Judge Bill Unwin spoke to a group of 100 representatives of the Hospitality Association New Zealand (Hanz), Public Health South, the Dunedin City Council, and Alcohol Liquor Advisory Council at a breakfast meeting, organised by Hanz and NZ Police, in Dunedin yesterday.
He said Dunedin, for many years, was held up as the epitome of good local licensing governance, until the same problems as other cities faced started creeping in.
By the time the University of Otago and the Dunedin City Council started to act on the problems associated with student drinking, Dunedin was no longer the "top town" in the sense of licensing issues.
However, with alcohol reforms it was about to introduce, a Government nervous of being labelled a nanny state would put the onus back on local authorities, not only to make all the decisions on local liquor licensing and policies,but also to sit in judgement regarding those decisions.

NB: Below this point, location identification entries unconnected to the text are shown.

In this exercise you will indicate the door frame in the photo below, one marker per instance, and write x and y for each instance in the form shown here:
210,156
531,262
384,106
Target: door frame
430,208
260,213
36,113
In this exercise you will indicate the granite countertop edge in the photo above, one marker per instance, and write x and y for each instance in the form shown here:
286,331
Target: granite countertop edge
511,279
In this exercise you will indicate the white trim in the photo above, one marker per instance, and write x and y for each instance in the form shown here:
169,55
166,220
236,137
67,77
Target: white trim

These would be the jobs of proposed three-person panels at local authority level. That was only one of many changes proposed in the alcohol review.
He could understand why licensees might be nervous, Judge Unwin said.
"If I was a licensee right now, I'd be shaking in my boots, if I knew what was coming over the horizon in the form of the new liquor Bill."
An increasingly liberal attitude to alcohol by Parliament over the past 20 years had "created the perfect recipe for the perfect drinking storm".
It was his belief minimum pricing, lowering the drink-driving threshold and increasing the ability to refuse a licence would have achieved the Government's goal of reducing alcohol harm.
Instead, it had ruled out minimum pricing and there was to be a whole new Act with many aspects that would result in licensees having to jump through "all sorts of hoops".
He told those gathered at Pier 24 in St Clair, he expected the friction between what was seen as reasonable, and what was seen as required to achieve the objective of reducing alcohol harm, would be ongoing.